First, let me say that The New Republic leans towards the Democratic Party in the USA and can be very sharply critical of anything rightwards of centre-right in US politics, although, having said that, TNR isn’t afraid to criticise adversely Obama’s policies when they think he’s on the wrong track.
In their April 5th issue, the focus of the Op-Ed was a bill presented to the Virginia Legislature on tenure for public (for which read ‘state’) teachers. TNR described the move as ‘an attempt to rectify what is perhaps the least sane element of our country’s approach to education’.
Once teachers in the state sector in the USA achieve tenure, it is virtually impossible to sack them for ‘the rest of their careers’. Sound familiar? It should because it mirrors very closely the situation here in England.
TNR analogises the position of teachers to that of university teachers, who also receive tenure. However, while it is important for university professors to have a certain degree of protection, given their important role in exploring ideas, which may not always be palatable to powerful vested interests, this can hardly be argued as being the case for school teachers.
Is there then a case for making it as difficult as it is to sack underperforming teachers? TNR concedes that it is very difficult to quantify success in teaching. However, this is also true of many other jobs, yet measures are put in place to establish whether employees are performing satisfactorily or not. So, why should teaching be any different?
Given that the job is one of the most important in a society for which education and training are so vital, we need, they say, to ensure that ‘the most able, talented people are doing it – and doing their best work at all times’.
In England, as in the USA, the Labour Party, as the party of the centre-left, continually drags its feet on reform and is too reluctant to criticise the teachers’ unions. That is not to say that unions don’t have an important part to play in defending members against over-zealous heads or local authorities or other such circumstances when the occasion demands.

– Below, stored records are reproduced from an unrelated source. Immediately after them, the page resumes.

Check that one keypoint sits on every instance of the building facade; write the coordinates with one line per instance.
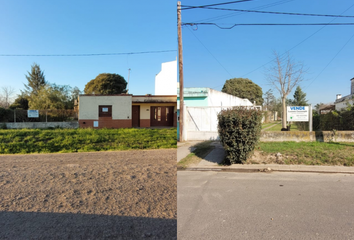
(166, 79)
(126, 110)
(342, 102)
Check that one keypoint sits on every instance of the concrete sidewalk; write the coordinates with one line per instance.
(216, 156)
(185, 148)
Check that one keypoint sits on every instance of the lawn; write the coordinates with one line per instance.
(278, 128)
(84, 140)
(311, 153)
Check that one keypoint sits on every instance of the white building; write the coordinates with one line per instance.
(342, 102)
(201, 108)
(165, 81)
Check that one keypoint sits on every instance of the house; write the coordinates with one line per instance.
(202, 106)
(126, 110)
(342, 102)
(165, 81)
(324, 109)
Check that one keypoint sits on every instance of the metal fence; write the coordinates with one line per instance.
(9, 115)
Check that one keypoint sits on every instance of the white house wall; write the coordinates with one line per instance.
(166, 80)
(344, 104)
(217, 98)
(121, 106)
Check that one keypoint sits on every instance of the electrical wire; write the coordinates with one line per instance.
(211, 53)
(293, 47)
(237, 14)
(268, 24)
(330, 61)
(284, 13)
(210, 5)
(84, 54)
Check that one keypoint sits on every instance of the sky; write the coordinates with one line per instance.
(41, 27)
(212, 55)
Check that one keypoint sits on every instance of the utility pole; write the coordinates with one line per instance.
(128, 80)
(180, 63)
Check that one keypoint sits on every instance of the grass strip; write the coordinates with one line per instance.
(311, 153)
(201, 151)
(25, 141)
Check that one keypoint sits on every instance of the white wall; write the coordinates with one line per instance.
(217, 98)
(121, 106)
(166, 80)
(343, 105)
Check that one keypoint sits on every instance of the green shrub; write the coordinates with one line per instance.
(239, 130)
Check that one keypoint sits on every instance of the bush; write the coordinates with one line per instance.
(239, 130)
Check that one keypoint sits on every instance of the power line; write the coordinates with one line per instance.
(330, 61)
(255, 8)
(84, 54)
(295, 47)
(268, 24)
(210, 5)
(210, 53)
(285, 13)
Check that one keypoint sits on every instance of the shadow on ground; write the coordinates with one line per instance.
(36, 225)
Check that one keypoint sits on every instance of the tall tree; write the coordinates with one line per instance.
(244, 88)
(299, 98)
(21, 102)
(36, 80)
(269, 100)
(6, 96)
(52, 96)
(106, 83)
(284, 76)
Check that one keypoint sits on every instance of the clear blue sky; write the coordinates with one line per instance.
(213, 55)
(86, 26)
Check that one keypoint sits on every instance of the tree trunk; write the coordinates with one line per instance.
(284, 113)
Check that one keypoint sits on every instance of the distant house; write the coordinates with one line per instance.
(165, 81)
(126, 110)
(342, 102)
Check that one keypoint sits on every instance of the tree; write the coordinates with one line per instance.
(299, 98)
(244, 88)
(6, 96)
(106, 83)
(21, 102)
(51, 97)
(36, 80)
(269, 100)
(284, 76)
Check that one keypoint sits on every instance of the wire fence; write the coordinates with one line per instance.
(17, 115)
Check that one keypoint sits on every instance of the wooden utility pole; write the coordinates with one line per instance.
(128, 79)
(180, 63)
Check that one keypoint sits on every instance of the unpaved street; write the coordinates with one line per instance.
(101, 195)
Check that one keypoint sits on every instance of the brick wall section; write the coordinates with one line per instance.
(106, 123)
(175, 120)
(144, 122)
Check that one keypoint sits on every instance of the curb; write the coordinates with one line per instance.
(300, 169)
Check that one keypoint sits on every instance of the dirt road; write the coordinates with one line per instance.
(101, 195)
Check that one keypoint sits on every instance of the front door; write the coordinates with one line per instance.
(161, 116)
(136, 116)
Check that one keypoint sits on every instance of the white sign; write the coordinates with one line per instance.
(32, 113)
(297, 114)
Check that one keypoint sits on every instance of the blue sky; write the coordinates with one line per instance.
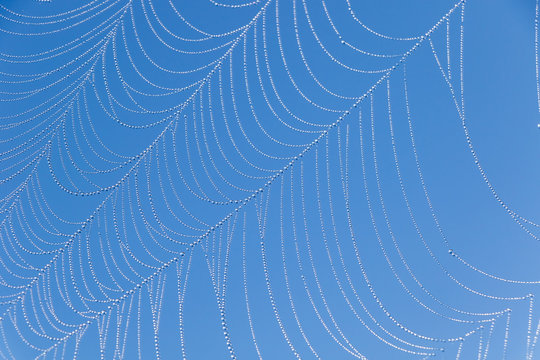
(269, 179)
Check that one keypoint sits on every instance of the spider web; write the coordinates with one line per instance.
(255, 191)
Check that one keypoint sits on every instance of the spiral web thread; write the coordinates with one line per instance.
(247, 176)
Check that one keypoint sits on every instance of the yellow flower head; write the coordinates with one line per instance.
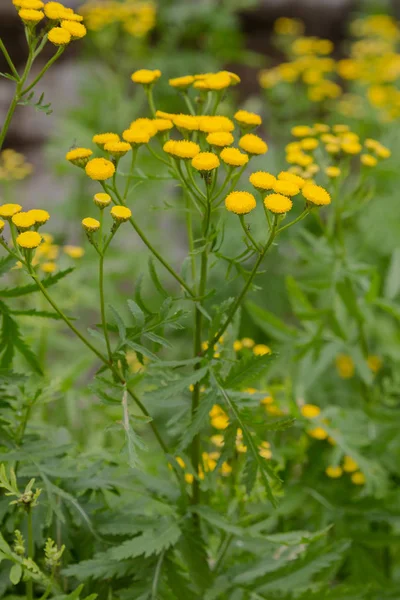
(240, 203)
(345, 366)
(220, 139)
(102, 138)
(23, 221)
(316, 194)
(186, 122)
(29, 240)
(333, 172)
(261, 350)
(262, 180)
(247, 119)
(31, 16)
(100, 169)
(59, 36)
(74, 251)
(117, 149)
(79, 156)
(102, 199)
(90, 224)
(181, 82)
(233, 157)
(181, 149)
(205, 161)
(76, 30)
(121, 213)
(288, 176)
(252, 144)
(7, 211)
(310, 411)
(287, 188)
(334, 472)
(277, 203)
(146, 76)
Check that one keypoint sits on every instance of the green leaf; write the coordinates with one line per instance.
(269, 323)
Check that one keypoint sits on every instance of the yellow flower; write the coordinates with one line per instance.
(59, 36)
(316, 194)
(374, 363)
(102, 138)
(334, 472)
(117, 149)
(233, 157)
(240, 203)
(181, 149)
(318, 433)
(358, 478)
(186, 122)
(29, 239)
(287, 188)
(333, 172)
(310, 411)
(102, 199)
(253, 144)
(349, 464)
(121, 213)
(74, 251)
(100, 169)
(368, 160)
(136, 137)
(277, 203)
(146, 76)
(247, 119)
(77, 30)
(181, 82)
(23, 221)
(205, 161)
(261, 350)
(90, 224)
(345, 366)
(9, 210)
(262, 180)
(220, 139)
(79, 156)
(31, 16)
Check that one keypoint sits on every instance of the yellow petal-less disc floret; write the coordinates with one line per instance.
(247, 119)
(240, 203)
(205, 161)
(278, 204)
(7, 211)
(287, 188)
(316, 194)
(252, 144)
(59, 36)
(262, 180)
(181, 149)
(287, 176)
(233, 157)
(101, 199)
(100, 169)
(89, 224)
(146, 76)
(39, 215)
(121, 213)
(117, 149)
(76, 30)
(220, 139)
(29, 239)
(181, 82)
(79, 156)
(310, 411)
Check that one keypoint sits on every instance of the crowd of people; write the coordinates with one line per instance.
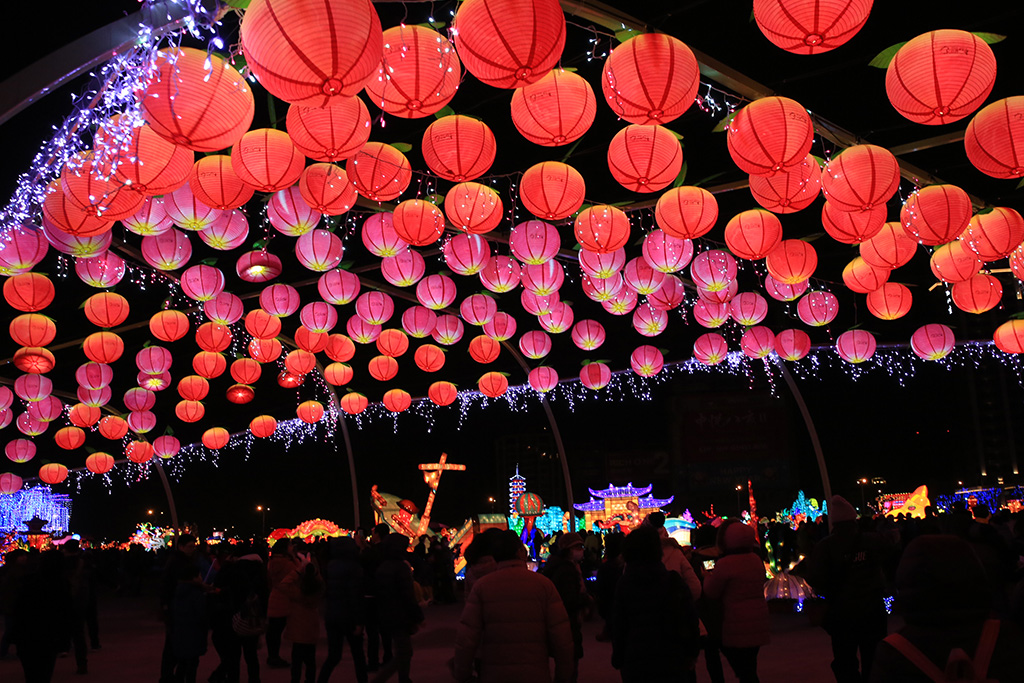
(957, 581)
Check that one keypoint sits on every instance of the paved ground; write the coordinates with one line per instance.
(132, 638)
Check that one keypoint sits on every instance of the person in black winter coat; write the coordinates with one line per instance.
(654, 628)
(345, 614)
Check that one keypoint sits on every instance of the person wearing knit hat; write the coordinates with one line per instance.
(846, 570)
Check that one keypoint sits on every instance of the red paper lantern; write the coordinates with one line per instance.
(332, 133)
(198, 100)
(419, 73)
(459, 147)
(860, 178)
(509, 43)
(552, 190)
(769, 135)
(890, 301)
(644, 159)
(940, 77)
(810, 27)
(791, 190)
(753, 235)
(793, 344)
(311, 53)
(651, 78)
(442, 393)
(216, 183)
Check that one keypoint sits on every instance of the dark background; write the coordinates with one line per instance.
(698, 436)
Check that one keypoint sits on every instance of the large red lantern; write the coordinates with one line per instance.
(644, 159)
(651, 78)
(459, 147)
(332, 133)
(940, 77)
(810, 27)
(552, 190)
(557, 110)
(198, 100)
(310, 52)
(769, 135)
(510, 43)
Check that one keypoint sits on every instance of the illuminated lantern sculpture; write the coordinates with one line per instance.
(313, 54)
(817, 308)
(552, 190)
(318, 250)
(535, 344)
(979, 294)
(501, 328)
(936, 214)
(419, 322)
(535, 242)
(860, 178)
(509, 43)
(493, 384)
(588, 335)
(891, 248)
(459, 147)
(651, 78)
(861, 276)
(338, 287)
(473, 208)
(327, 189)
(483, 349)
(753, 235)
(332, 133)
(52, 473)
(419, 73)
(554, 111)
(890, 301)
(954, 262)
(99, 271)
(855, 345)
(793, 344)
(792, 261)
(788, 191)
(711, 348)
(993, 138)
(198, 100)
(933, 341)
(501, 274)
(29, 292)
(419, 223)
(940, 77)
(1009, 337)
(266, 160)
(810, 27)
(215, 183)
(595, 376)
(994, 235)
(379, 172)
(448, 331)
(852, 227)
(644, 159)
(466, 254)
(749, 308)
(757, 342)
(769, 135)
(713, 270)
(543, 379)
(429, 358)
(442, 393)
(602, 228)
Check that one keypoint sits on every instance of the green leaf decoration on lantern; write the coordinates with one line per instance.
(883, 58)
(990, 38)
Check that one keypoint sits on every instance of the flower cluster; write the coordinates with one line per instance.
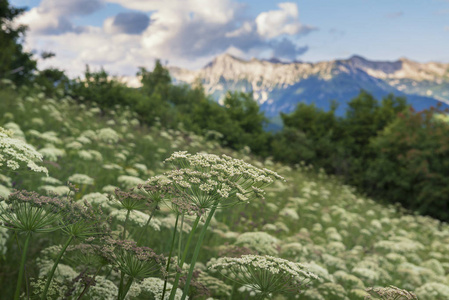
(390, 292)
(16, 152)
(136, 262)
(30, 212)
(266, 274)
(207, 178)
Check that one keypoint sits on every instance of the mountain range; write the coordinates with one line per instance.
(278, 86)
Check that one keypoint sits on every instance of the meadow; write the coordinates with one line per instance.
(321, 239)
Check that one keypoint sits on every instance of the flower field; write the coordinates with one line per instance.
(221, 225)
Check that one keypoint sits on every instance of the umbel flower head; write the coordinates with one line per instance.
(15, 153)
(136, 262)
(207, 178)
(265, 274)
(29, 212)
(390, 292)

For their part, the Conservative Party, like the GOP (Republican Party) in the USA, has too often confused their desire to raise standards and get rid of bad teachers with deprecating state education as a whole.
The article ends by making the point that, ‘for liberals, there is nothing more important than public education. Great public schools are the way a liberal, democratic, capitalist society makes good on the promise of providing genuine opportunities to all. Which is why liberals should steadfastly resist any impediments to improving the quality of education in our country.’
There's still a very long way to go before we get right the balance between the consumers and the producers in education.